- Interactive map of Nandavaram
- Nandavaram Location in Andhra Pradesh, India Nandavaram Nandavaram (India)
- Coordinates: 15°22′30″N 78°16′48″E﻿ / ﻿15.375°N 78.280°E
- Country: India
- State: Andhra Pradesh
- District: Nandyal
- Mandal: Banaganapalle
- Elevation: 765 m (2,510 ft)

Languages
- • Official: Telugu
- Time zone: UTC+5:30 (IST)
- Postal code: 518124

= Nandavaram =

Nandavaram is a village in the Banaganapalle mandal, Nandyal district of Andhra Pradesh, India.

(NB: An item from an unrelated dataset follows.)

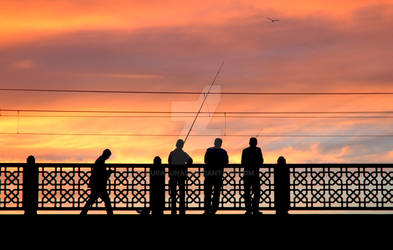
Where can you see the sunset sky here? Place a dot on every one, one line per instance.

Nandavaram village is famous for the temple of Goddess Sri Ramalinga Sowdeswari Amman. It is believed that Chowdeshwari devi came from Varanasi to Nandavarm through an underground passage within one day. The temple was built by King Nandana Chakravarthy. It is said that the actual deity that was present in the temple was so fearful to watch with the human eye and the powerful aura it carried made many a heart fail on seeing it. Therefore, the doors of the garbha griha were permanently closed and then another deity was made, which resembled the actual deity in posture, only less fearful to look at and that is the goddess deity that we see today in the temple. The temple structure was elevated so that the current deity sits exactly above the place where the original deity resides. To the east of the temple, there is a flight of stairs that go below to the place where the original garba griha existed but none is allowed to go there. There is a Srichakra in front of the deity and devotees can perform Kunkuma Archana by buying a ticket (Rs 30).The Chowdeswari devi main god to togataveera kshathriyas.

This temple assumes special significance and importance to the Nandavarik community of the Brahmins as it is their community's presiding deity. Therefore, a lot of patronage and funds come from the Nandavarik/Nandavareeka Brahmins. They are allowed to go inside the grabha-griha and perform personal pooja to the goddess Choudeshwari. It is common practice and recommended for Nandavariks to give a saree to the goddess.

== Geography ==
The famous Sri Chowdeswari Devi Temple is situated here. This is situated on the Panem/Panyam - Banaganapalle road and also away(70 km) from the famous temple Sri Ahobila Laksminarashimha Swami.. and (21 Km) from famous Sri Yaganti Uma Maheswara Temple.